Ces deux traitements, aussi efficaces l'un que l'autre, assurent une bonne protection des palmiers à condition d'être réalisés correctement et répétés tous les mois.
Cette fréquence élevée rend leur application lourde et coûteuse sur grands palmiers (il en sera de même avec le champignon Beauveria s'il est autorisé) vu la dimension prise par les foyers depuis deux ans.
Et l'endothérapie ?
La prise en compte des paramètres économiques et pratiques ainsi que des contraintes sanitaires d'une lutte en milieu urbain a conduit la station Phoenix de l'INRA à engager, depuis plusieurs années, des recherches sur l'emploi de méthodes d'endothérapie. Suite aux excellents résultats obtenus dans ce domaine, l'Association française des professionnels du palmier (AFPP) a demandé en octobre 2011 au ministère de l'Agriculture d'autoriser, dans le cadre d'une dérogation d'urgence, une technique d'endothérapie mise au point par l'INRA.
Celle-ci consiste à introduire selon une modalité simple un insecticide de la famille des avermectines dans le stipe des palmiers. Elle a l'avantage de minimiser considérablement les risques sur la santé et l'environnement puisque l'insecticide est confiné dans le palmier. Elle est pratique et peu coûteuse à mettre en œuvre. Un seul traitement par an suffit.

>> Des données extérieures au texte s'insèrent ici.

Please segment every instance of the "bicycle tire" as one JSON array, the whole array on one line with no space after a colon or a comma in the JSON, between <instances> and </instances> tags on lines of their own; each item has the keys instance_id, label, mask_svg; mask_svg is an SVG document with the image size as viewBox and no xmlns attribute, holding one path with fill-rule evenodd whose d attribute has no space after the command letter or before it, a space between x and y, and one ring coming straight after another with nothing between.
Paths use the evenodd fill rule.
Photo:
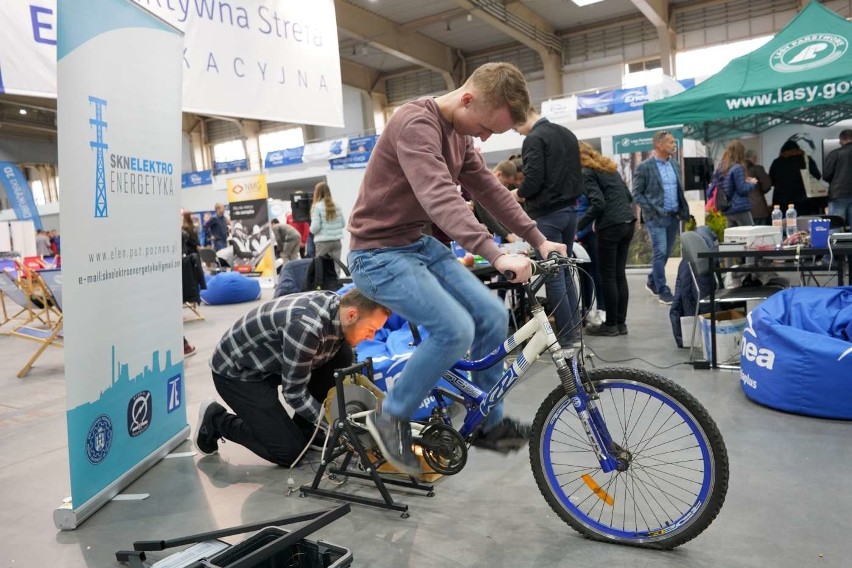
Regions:
<instances>
[{"instance_id":1,"label":"bicycle tire","mask_svg":"<svg viewBox=\"0 0 852 568\"><path fill-rule=\"evenodd\" d=\"M557 387L541 404L533 422L530 439L530 465L539 491L547 503L574 530L593 540L669 550L701 534L719 514L728 490L728 454L722 435L710 414L685 389L664 377L647 371L607 367L588 371L588 375L600 393L598 403L603 416L605 420L610 420L607 422L607 428L616 443L622 444L625 449L633 453L632 460L625 472L604 473L591 449L591 445L588 444L588 439L585 437L571 400L565 395L561 386ZM624 397L622 402L616 400L616 391L619 391L620 396ZM651 411L655 406L657 411L654 418L650 419L642 437L638 442L635 442L628 438L633 437L637 426L633 426L628 431L625 424L628 418L633 417L634 412L638 412L636 403L640 399L644 399L644 402L640 402L644 406L642 406L641 414L637 416L637 424L649 405ZM632 404L630 408L628 408L628 403ZM623 412L619 412L619 409ZM654 421L658 419L661 411L663 416L670 412L666 422L671 420L672 416L676 417L675 421L680 418L687 430L674 432L675 428L679 428L679 426L674 426L664 431L664 422L663 426L657 428L652 438L656 436L656 432L663 434L674 432L672 435L676 434L679 437L666 442L660 440L652 442L650 438L644 436L651 428L655 427ZM564 424L579 435L567 436L566 441L559 441L557 438L566 434L560 430L563 424L560 419L569 418L569 415L572 417L570 420L573 424L570 422L564 422ZM617 418L617 420L613 418ZM648 418L646 417L645 420L648 420ZM618 427L621 427L621 431L618 431ZM681 432L686 433L681 436ZM694 448L677 449L676 446L669 446L663 451L658 449L667 444L686 445L690 443L688 439L690 434L695 440L696 446ZM681 439L685 441L679 442ZM571 441L584 442L588 449L583 450L581 446L571 446L569 443ZM656 445L652 446L652 443ZM563 449L563 445L566 448L577 447L580 450ZM559 456L559 460L578 459L576 456L568 456L567 454L580 453L581 451L585 451L591 456L591 460L586 461L589 464L587 467L580 464L562 464L554 461L554 455ZM682 454L682 452L688 453ZM675 453L681 453L681 455L673 456L677 458L677 461L671 463L664 463L660 457ZM560 456L560 454L566 455ZM700 458L680 459L699 455ZM702 468L700 470L698 469L699 465ZM558 469L562 466L580 469L559 473ZM664 469L664 466L667 466L667 468ZM584 469L594 472L594 475L591 473L581 475L578 479L582 483L577 485L576 492L571 489L572 484L576 483L576 479L562 483L562 479L575 476ZM677 473L672 473L672 471ZM686 481L677 479L676 483L673 484L676 489L671 489L672 493L670 494L663 491L654 482L654 476L663 481L674 478L687 479L685 475L691 475L690 472L692 471L699 473L701 481L688 481L689 483L700 484L698 489L694 489L694 486L689 485ZM560 476L563 475L566 477L560 479ZM591 482L586 479L587 476L591 479ZM645 479L642 476L645 476ZM634 501L632 512L634 527L632 529L630 529L627 521L628 516L631 516L627 504L616 504L615 502L619 496L619 478L623 486L621 493L625 502L628 498ZM646 479L650 479L651 483L647 484ZM636 485L637 481L640 484L639 486ZM644 488L642 484L645 484ZM584 489L588 496L581 501L580 498L584 495ZM654 503L649 501L647 495L644 494L644 492L651 492L654 489L659 489L663 493L663 503L656 502L659 511L654 511ZM690 503L688 499L693 491L696 491L696 493L694 501ZM655 517L654 522L647 522L642 510L643 504L636 496L644 498L645 505L648 506L650 513L653 513L653 517ZM587 507L585 503L589 499L591 499L591 508L588 511L583 511L582 509ZM610 500L612 503L609 502ZM670 505L665 503L666 500L669 501ZM664 520L665 515L671 517L670 510L677 507L676 501L678 500L689 505L688 508L681 511L679 517ZM595 519L595 509L598 505L600 505L601 513ZM611 508L609 524L603 518L603 513L608 510L606 507ZM682 507L686 507L686 505ZM669 509L669 511L666 509ZM619 520L616 518L617 510L622 515L620 529L617 526ZM663 518L661 519L658 515L663 515ZM648 516L652 515L649 514ZM649 526L640 528L640 517L642 522L649 524Z\"/></svg>"}]
</instances>

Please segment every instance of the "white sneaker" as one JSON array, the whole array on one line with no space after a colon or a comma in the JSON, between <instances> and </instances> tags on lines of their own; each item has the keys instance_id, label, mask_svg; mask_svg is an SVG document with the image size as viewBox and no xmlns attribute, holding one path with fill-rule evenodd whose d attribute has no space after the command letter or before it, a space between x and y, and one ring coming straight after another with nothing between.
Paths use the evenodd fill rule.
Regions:
<instances>
[{"instance_id":1,"label":"white sneaker","mask_svg":"<svg viewBox=\"0 0 852 568\"><path fill-rule=\"evenodd\" d=\"M586 325L601 325L600 310L589 310L586 314Z\"/></svg>"}]
</instances>

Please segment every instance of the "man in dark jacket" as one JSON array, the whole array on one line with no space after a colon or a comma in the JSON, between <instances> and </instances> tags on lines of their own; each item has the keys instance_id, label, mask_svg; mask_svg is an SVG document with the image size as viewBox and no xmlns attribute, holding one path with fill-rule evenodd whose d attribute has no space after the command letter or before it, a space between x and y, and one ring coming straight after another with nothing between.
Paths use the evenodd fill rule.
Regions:
<instances>
[{"instance_id":1,"label":"man in dark jacket","mask_svg":"<svg viewBox=\"0 0 852 568\"><path fill-rule=\"evenodd\" d=\"M654 134L654 155L639 164L633 176L633 199L642 209L654 249L645 287L659 297L661 304L671 304L674 299L666 284L666 262L680 232L680 222L689 218L680 164L672 159L676 151L674 136L660 130Z\"/></svg>"},{"instance_id":2,"label":"man in dark jacket","mask_svg":"<svg viewBox=\"0 0 852 568\"><path fill-rule=\"evenodd\" d=\"M852 130L847 128L840 133L840 148L828 154L823 173L829 183L828 214L852 224Z\"/></svg>"},{"instance_id":3,"label":"man in dark jacket","mask_svg":"<svg viewBox=\"0 0 852 568\"><path fill-rule=\"evenodd\" d=\"M204 223L204 234L213 250L221 250L228 246L228 218L225 217L225 206L216 204L216 214Z\"/></svg>"},{"instance_id":4,"label":"man in dark jacket","mask_svg":"<svg viewBox=\"0 0 852 568\"><path fill-rule=\"evenodd\" d=\"M570 247L577 231L577 198L583 192L577 137L564 126L542 118L534 108L517 131L526 136L521 146L524 180L513 193L547 240ZM570 347L580 334L574 279L566 270L548 279L545 286L548 300L556 306L559 343ZM567 301L563 301L566 296Z\"/></svg>"}]
</instances>

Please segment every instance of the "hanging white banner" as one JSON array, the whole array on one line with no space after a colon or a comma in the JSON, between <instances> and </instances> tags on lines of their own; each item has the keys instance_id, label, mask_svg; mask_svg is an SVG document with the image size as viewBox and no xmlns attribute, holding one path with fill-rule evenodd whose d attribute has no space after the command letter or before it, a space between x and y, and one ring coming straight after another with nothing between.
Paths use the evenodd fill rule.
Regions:
<instances>
[{"instance_id":1,"label":"hanging white banner","mask_svg":"<svg viewBox=\"0 0 852 568\"><path fill-rule=\"evenodd\" d=\"M178 30L129 0L59 0L62 295L72 503L97 507L187 436Z\"/></svg>"},{"instance_id":2,"label":"hanging white banner","mask_svg":"<svg viewBox=\"0 0 852 568\"><path fill-rule=\"evenodd\" d=\"M56 0L0 2L0 93L56 97Z\"/></svg>"},{"instance_id":3,"label":"hanging white banner","mask_svg":"<svg viewBox=\"0 0 852 568\"><path fill-rule=\"evenodd\" d=\"M343 126L333 0L133 0L185 32L183 110ZM0 93L56 96L55 0L0 1Z\"/></svg>"}]
</instances>

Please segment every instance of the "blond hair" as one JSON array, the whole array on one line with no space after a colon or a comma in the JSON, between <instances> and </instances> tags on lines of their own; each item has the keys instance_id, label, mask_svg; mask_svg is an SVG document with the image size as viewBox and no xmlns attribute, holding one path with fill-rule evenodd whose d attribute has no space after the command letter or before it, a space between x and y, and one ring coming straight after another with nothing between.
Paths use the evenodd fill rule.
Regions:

En mars 2012, le ministère de l'Agriculture a autorisé une technique d'endothérapie à l'aide d'un autre insecticide. À notre connaissance, elle est moins performante et plus coûteuse que celle pour laquelle l'AFPP avait formulé sa demande de dérogation. En particulier, elle exige le renouvellement des traitements tous les deux mois. Enfin, des conditions de mise en œuvre particulières limitent son intérêt.
Elle constitue néanmoins un premier pas car il a été reconnu officiellement pour la première fois en France que le traitement par endothérapie « est de nature à rendre négligeable l' exposition des personnes vivant ou circulant au voisinage des palmiers traités ainsi que celle des organismes de l'environnement, notamment les pollinisateurs » (Avis de l'Anses du 3/4/2012).
La technique testée par l'INRA va faire l'objet d'une demande d'autorisation de mise sur le marché prochainement. Souhaitons qu'elle aboutisse très vite afin qu'il soit possible de traiter tous les palmiers des zones infestées de façon rapide et à coût accessible. Cela permettrait de mettre fin à l'expansion explosive du CRP et obtenir rapidement sa régression dans le cadre d'une stratégie plus simple que celle actuellement proposée et qui n'est plus adaptée à la dimension considérable prise par les foyers de CRP depuis deux ans.
Le CRP, une menace mortelle D'insecte utile à ravageur mortel
Le charançon rouge des palmiers (CRP) est un insecte originaire d'Asie du Sud-Est. Il a été transporté par l'homme dans des palmiers infestés hors de sa région d'origine. Dans celle-ci, il vit en équilibre et est même considéré comme un insecte utile contribuant à l'alimentation protéinée des habitants.
En revanche, dans tous les pays où il a été introduit, il se comporte comme un ravageur mortel des palmiers. Depuis 1993, il occasionne des dégâts très graves dans les palmeraies de plusieurs pays de la rive sud de la Méditerranée.
À partir du début des années 2000, des palmiers ornementaux infestés ont été importés et dispersés dans tous les pays d'Europe du Sud. À partir de ces sujets, le CRP a gagné les palmiers des espaces verts. Depuis lors, plusieurs centaines de milliers de palmiers ont été abattus sans empêcher l'extension toujours plus rapide du ravageur.